The research assumes that providers are paid on a fee-for-service basis, which data on actual payments supports as still the dominant payment structure. It also assumes consumers are interested in sharing their health data with their doctors, a position endorsed by a remarkable 91% of respondents to an October, 2023 consumer wearables survey. From there, the paper goes on to construct structured scenarios which, while certainly simplified, focus on the kind of economic forces that inevitably influence decisions.

In the paper’s baseline case, for instance, none of the competing health systems integrate patient-generated health data by themselves or by using the platform. As a result, they’re economically better off since no provider has a competitive advantage, and they all avoid the cost of integrating and monitoring the data.

In other words, existing stakeholders can do just fine by not disturbing the status quo. Unfortunately, that sounds very real-world health care.
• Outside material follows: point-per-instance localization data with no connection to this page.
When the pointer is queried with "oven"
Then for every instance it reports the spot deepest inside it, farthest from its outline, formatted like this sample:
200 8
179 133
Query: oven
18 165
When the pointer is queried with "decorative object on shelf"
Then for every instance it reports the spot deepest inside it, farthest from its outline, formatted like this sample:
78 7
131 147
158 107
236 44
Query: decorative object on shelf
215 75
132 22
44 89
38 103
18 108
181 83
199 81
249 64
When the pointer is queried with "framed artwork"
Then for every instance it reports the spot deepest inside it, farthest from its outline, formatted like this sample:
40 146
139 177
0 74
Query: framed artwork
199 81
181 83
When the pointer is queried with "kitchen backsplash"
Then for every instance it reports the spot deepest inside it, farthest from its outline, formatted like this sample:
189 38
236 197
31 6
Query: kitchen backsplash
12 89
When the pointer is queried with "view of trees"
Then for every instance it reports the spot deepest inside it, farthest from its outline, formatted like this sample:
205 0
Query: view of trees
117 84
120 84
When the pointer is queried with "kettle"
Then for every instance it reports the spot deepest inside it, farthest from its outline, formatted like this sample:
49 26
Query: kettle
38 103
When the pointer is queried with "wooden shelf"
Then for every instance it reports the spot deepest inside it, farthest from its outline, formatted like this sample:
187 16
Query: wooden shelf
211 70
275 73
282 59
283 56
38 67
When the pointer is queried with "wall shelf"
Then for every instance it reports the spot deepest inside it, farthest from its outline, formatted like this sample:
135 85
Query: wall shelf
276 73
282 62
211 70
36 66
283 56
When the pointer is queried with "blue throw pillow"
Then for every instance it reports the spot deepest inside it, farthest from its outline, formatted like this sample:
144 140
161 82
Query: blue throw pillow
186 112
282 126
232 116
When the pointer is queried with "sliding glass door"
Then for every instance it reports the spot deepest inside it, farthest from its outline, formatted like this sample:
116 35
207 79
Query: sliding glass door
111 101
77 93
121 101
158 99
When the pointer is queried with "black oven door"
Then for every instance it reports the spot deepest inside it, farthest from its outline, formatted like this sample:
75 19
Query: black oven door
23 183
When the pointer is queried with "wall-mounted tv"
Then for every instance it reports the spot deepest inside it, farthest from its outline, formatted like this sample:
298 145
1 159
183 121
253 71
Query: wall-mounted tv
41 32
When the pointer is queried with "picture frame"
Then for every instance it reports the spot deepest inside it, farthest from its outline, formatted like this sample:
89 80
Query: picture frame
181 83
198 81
In another scenario, a bigger health system could gain a competitive advantage by integrating patient-generated health data on its own, since it has a larger patient base over which to spread the cost than smaller competitors. “They become more attractive as a destination, and it improves the perception that they take care of patients,” said Ozdemir.

However, smaller health systems are likely to feel forced to follow suit, resulting in a situation where all providers are spending more money but aren’t gaining any new patients as a result. They lose, but the consumers still win.

But what happens when there’s a third-party platform into which consumers can feed all their data and which providers can use for data integration ? Here’s where things get tricky. The researchers assume that consumers lose part of their “welfare gain” when a third-party platform is involved because they’ll worry more about privacy. (Concern about privacy was, indeed, prominent, in the 2023 consumer survey mentioned earlier.)

On the other hand, having your data reside in an outside platform makes it easier to switch providers. That’s a gain for consumers and smaller competitors, but a situation a that makes the largest health system nervous. As a result, said Ozdemir, smaller providers will be more eager to join a cloud-based platform, while larger players will have to be lured by attractive pricing or pushed by consumer pressure.

“You cannot afford to be left behind, especially with the changes in expectation of the younger generation growing up in technology,” he told me. “Regardless of any profit-related argument, integrating patient-generated health data will be forced on them.”

The researchers warn about “monopolistic practices” and urge legislators and regulators to pay attention to the security and privacy risks with third parties. They also note that “professionals’ views regarding high-quality health apps may not reflect patients’ views.”

Patient-generated health data still varies widely in reliability, and hospitals are certainly in no position yet to integrate that data in anything other than a narrow sense. Still, the future is clear.

“When it comes to patient-generated health data, everyone should be interested in better health outcomes with as fewer costs as possible,” Ozdemir said. But of course, in the real world, “a lot of it is about who controls the data.”

Whether consumers themselves win that game remains to be seen.